Après avoir transformé la gestion hospitalière en comédie burlesque (Two Point Hospital) et décliné la formule sur les bancs de l’université (Two Point Campus), le studio britannique Two Point Studios remet le couvert avec Two Point Museum. Disponible depuis mars 2025 sur PC, et désormais jouable sur Switch 2, le titre propose une nouvelle variation du concept : bâtir et gérer un musée aussi fascinant que chaotique.
Sur le papier, le pari pouvait sembler casse-gueule : quoi de plus calme et statique qu’un musée ? Mais c’est mal connaître l’humour british de l’équipe, qui a trouvé le moyen de rendre chaque galerie imprévisible, chaque fossile hilarant, et chaque visite guidée potentiellement catastrophique. Two Point Museum réussit à renouveler une formule désormais culte tout en restant fidèle à ce qui fait son charme : gestion accessible, humour omniprésent et rejouabilité quasi infinie.
Univers et narration : l’art du détail
Dès les premières minutes, on retrouve cette patte visuelle immédiatement reconnaissable : un style cartoon épuré mais diablement efficace, accompagné d’une ambiance sonore ponctuée de petites annonces absurdes au micro.
Contrairement à d’autres jeux de gestion où certains PNJ se démarquent, ici ce sont les visiteurs anonymes qui volent la vedette. Chaque modèle 3D bénéficie d’animations comiques : un touriste s’extasie, un étudiant glisse sur une flaque ramenée d’expédition, un gothique contemple une momie en silence… Autant de petites touches qui confèrent une vraie personnalité au musée, sans qu’un personnage principal n’émerge.
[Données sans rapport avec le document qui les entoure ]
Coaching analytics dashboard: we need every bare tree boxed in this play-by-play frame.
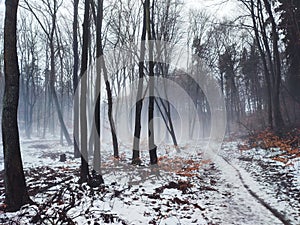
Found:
[2,0,31,211]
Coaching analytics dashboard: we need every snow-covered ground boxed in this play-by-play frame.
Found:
[0,139,300,225]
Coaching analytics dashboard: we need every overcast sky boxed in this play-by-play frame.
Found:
[0,0,238,32]
[184,0,238,18]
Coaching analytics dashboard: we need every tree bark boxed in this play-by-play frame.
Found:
[2,0,31,211]
[132,0,146,164]
[73,0,80,158]
[80,0,90,183]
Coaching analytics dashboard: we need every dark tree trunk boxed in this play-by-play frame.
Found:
[2,0,30,211]
[73,0,80,158]
[132,0,146,164]
[80,0,90,183]
[97,0,119,158]
[145,0,157,165]
[264,0,284,129]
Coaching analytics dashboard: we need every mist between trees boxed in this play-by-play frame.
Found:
[0,0,300,213]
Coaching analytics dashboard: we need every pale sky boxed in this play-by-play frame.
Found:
[184,0,239,18]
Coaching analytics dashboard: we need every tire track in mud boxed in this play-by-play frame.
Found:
[217,155,293,225]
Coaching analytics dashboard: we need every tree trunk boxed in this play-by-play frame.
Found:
[2,0,30,211]
[73,0,80,158]
[80,0,90,183]
[132,0,146,164]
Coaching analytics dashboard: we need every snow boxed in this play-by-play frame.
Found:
[0,139,300,225]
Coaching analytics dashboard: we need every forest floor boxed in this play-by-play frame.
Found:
[0,136,300,225]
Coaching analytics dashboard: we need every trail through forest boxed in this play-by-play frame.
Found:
[0,140,300,225]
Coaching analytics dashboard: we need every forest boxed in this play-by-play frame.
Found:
[0,0,300,225]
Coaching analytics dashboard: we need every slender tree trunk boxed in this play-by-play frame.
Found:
[97,0,119,158]
[73,0,80,158]
[2,0,30,211]
[145,0,157,165]
[80,0,90,183]
[264,0,284,129]
[132,0,146,164]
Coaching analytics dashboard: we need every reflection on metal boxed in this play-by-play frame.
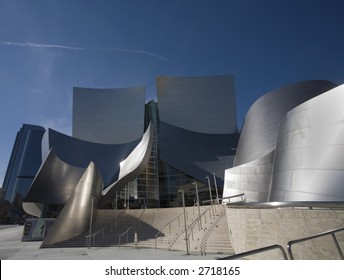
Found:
[159,121,239,186]
[156,75,237,134]
[224,81,344,202]
[270,85,344,201]
[156,75,239,186]
[22,202,44,218]
[73,86,145,144]
[223,151,275,202]
[101,124,153,207]
[41,162,103,247]
[42,129,142,186]
[25,150,85,204]
[287,227,344,260]
[234,80,336,166]
[218,244,288,260]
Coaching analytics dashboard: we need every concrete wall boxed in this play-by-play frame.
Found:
[227,208,344,260]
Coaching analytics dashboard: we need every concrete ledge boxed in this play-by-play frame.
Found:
[226,208,344,260]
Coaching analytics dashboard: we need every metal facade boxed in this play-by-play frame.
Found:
[234,80,336,166]
[270,85,344,201]
[156,75,237,134]
[72,86,145,144]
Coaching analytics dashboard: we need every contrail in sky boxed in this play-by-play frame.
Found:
[0,41,169,61]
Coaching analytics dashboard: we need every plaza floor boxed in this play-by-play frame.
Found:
[0,225,223,260]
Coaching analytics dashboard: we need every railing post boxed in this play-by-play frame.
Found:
[331,232,344,260]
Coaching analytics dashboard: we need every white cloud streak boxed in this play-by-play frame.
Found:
[0,41,169,62]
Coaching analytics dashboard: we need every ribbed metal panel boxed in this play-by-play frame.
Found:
[234,80,336,166]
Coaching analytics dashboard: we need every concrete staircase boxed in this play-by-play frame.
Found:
[200,206,234,255]
[40,206,234,255]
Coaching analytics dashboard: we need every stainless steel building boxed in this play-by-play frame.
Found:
[72,86,146,144]
[223,80,343,201]
[156,75,239,205]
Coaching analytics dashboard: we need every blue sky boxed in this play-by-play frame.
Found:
[0,0,344,186]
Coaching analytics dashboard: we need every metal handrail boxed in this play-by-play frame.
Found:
[227,201,344,209]
[287,227,344,260]
[218,244,288,260]
[85,227,106,248]
[155,213,183,250]
[187,207,211,246]
[202,193,245,205]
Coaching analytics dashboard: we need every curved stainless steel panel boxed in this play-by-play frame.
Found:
[156,75,237,134]
[159,122,239,186]
[22,202,44,218]
[270,85,344,201]
[223,151,275,202]
[72,86,145,144]
[101,124,154,207]
[24,151,85,205]
[41,162,103,248]
[234,80,336,166]
[42,129,142,186]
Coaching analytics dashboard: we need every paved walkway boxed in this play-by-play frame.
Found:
[0,225,223,260]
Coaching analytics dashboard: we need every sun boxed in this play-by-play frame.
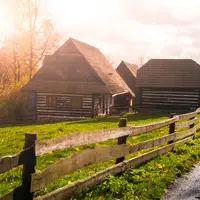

L’humour reste la clé de voûte de l’expérience. Entre les employés qui reviennent de mission avec les pieds fossilisés et les réactions absurdes du public, on ne cesse de sourire.
La campagne s’appuie sur six sites thématiques aux identités fortes : préhistoire (fossiles et squelettes monumentaux), vie marine (aquariums et contraintes de température), surnaturel (objets hantés, hôtels à fantômes), science (appareils, démonstrations), espace (exhibits exo-planétaires, ovnis et “connaissances” rares) et botanique (plantes carnivores et biomes humides). Chaque musée exige des arbitrages différents en matière de flux, de sécurité et d’entretien, et pousse à exploiter des ensembles cohérents d’objets pour maximiser l’attrait.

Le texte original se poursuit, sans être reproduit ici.